Rufschädigend für Hotels
Bei Hotelleriesuisse kennt man die Masche von Agoda. Und dem Dachverband der Schweizer Hotels sind auch andere Plattformen bekannt, die das so machen. «Agoda ist kein Einzelfall», sagt Geschäftsleitungsmitglied Thomas Allemann auf Anfrage. Aus zwei Gründen sei das ärgerlich: Einerseits würden Kunden getäuscht, andererseits könne es rufschädigend sein für Hotelbetriebe, wenn derart hohe Standardpreise kommuniziert würden.
Dagegen vorzugehen sei schwierig, sagt Allemann: «Grundsätzlich muss der Hotelier als Geschädigter intervenieren, da es sich um unlauteren Wettbewerb handelt.» Das sei aufwändig und kostspielig.
Klage unwahrscheinlich
Dass ein Hotel tatsächlich Geld in die Hand nimmt und gegen Agoda klagt, scheint unwahrscheinlich.

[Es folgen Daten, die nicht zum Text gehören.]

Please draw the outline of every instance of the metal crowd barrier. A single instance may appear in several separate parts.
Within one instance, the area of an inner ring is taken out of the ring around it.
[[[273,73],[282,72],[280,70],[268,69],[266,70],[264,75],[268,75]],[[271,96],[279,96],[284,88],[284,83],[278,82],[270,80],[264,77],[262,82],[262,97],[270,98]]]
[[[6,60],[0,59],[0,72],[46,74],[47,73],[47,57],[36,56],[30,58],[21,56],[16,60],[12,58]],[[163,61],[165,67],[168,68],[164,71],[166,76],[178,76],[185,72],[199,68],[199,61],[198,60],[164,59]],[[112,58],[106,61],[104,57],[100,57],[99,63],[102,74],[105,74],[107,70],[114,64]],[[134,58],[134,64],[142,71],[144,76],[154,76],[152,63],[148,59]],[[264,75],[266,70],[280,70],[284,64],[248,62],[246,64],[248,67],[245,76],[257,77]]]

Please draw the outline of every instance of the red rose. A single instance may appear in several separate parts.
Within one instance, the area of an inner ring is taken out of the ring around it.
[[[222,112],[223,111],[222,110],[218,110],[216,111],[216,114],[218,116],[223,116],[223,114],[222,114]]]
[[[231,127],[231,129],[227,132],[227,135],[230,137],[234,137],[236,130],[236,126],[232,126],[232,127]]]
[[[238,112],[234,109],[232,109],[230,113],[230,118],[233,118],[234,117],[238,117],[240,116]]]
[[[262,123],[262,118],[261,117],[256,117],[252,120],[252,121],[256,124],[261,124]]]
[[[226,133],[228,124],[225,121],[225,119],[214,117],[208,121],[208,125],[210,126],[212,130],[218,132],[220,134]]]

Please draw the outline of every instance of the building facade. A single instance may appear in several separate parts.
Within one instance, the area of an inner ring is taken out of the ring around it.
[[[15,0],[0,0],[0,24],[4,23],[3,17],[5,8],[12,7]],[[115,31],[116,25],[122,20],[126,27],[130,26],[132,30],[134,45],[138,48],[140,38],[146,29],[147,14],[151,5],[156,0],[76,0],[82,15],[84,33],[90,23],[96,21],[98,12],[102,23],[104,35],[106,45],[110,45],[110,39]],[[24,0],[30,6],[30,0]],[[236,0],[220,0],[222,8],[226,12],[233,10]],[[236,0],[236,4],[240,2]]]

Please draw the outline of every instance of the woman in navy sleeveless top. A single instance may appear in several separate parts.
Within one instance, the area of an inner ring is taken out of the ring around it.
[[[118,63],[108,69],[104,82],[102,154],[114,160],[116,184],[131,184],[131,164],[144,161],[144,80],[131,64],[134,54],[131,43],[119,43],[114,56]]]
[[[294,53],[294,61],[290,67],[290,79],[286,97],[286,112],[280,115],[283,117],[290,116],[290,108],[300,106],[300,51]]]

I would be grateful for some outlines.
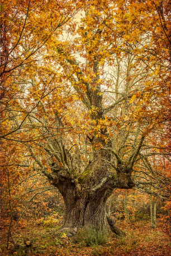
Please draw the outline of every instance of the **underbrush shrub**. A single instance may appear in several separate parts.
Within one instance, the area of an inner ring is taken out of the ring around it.
[[[148,213],[144,213],[141,211],[137,211],[135,212],[135,219],[136,221],[148,220],[150,219],[150,215]]]
[[[108,233],[105,229],[98,228],[94,226],[85,227],[80,229],[77,235],[77,240],[84,241],[88,246],[99,245],[105,244],[108,240]]]
[[[43,220],[42,225],[43,226],[53,227],[59,224],[59,219],[56,219],[54,216],[50,216],[46,220]]]

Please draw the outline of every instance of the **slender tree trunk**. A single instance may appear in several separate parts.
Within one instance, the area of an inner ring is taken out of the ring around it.
[[[126,220],[126,221],[129,222],[130,220],[129,212],[128,210],[128,191],[126,191],[126,195],[124,197],[124,214]]]
[[[153,203],[152,195],[150,195],[150,218],[151,226],[155,229],[156,227],[156,202]]]

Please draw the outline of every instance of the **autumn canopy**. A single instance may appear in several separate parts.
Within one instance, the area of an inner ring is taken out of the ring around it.
[[[22,177],[42,176],[63,197],[63,230],[122,235],[106,211],[115,189],[170,196],[170,3],[1,8],[3,193],[12,200]]]

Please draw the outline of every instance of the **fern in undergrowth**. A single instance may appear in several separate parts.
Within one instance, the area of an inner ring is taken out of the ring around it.
[[[101,226],[96,228],[94,226],[83,227],[77,235],[79,241],[84,241],[87,246],[93,246],[105,244],[108,240],[107,232]]]

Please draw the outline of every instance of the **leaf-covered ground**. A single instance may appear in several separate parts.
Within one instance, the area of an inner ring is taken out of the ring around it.
[[[21,224],[20,229],[13,233],[16,241],[23,244],[26,238],[32,241],[32,246],[14,250],[10,244],[8,251],[2,238],[2,255],[171,255],[171,243],[168,230],[162,223],[155,229],[149,221],[135,224],[118,222],[117,225],[125,230],[125,238],[117,239],[110,237],[104,245],[87,247],[83,241],[77,242],[65,235],[56,236],[58,226],[42,226],[28,223]]]

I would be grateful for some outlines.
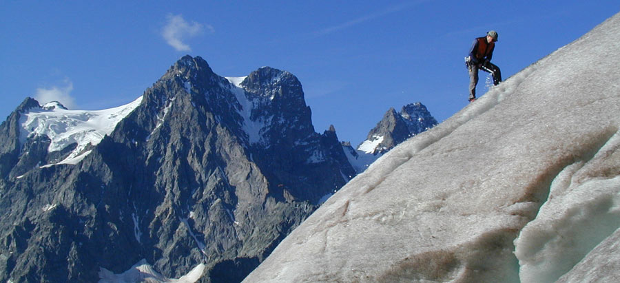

Vor allem auch deshalb, weil unklar ist, ob überhaupt das Schweizerische Gesetz gegen den unlauteren Wettbewerb (UWG) zum Tragen kommt in diesem Fall. Das müsste zunächst durch ein Gericht geklärt werden, heisst es beim Staatssekretariat für Wirtschaft Seco. Und selbst wenn das Schweizerische Recht angewendet werden könnte: «Es wäre sehr schwierig, das UWG gegenüber einem Unternehmen mit Sitz in Singapur durchzusetzen.»
Roger Jutzi vom Hotel Krone Unterstrass in Zürich hofft, dass sich nun noch mehr betroffene Betriebe beim Dachverband Hotelleriesuisse melden. «Wenn wir mehr Betriebe sind mit dem gleichen Problem, können wir auch mehr Macht ausüben auf diese unseriösen Plattformen.»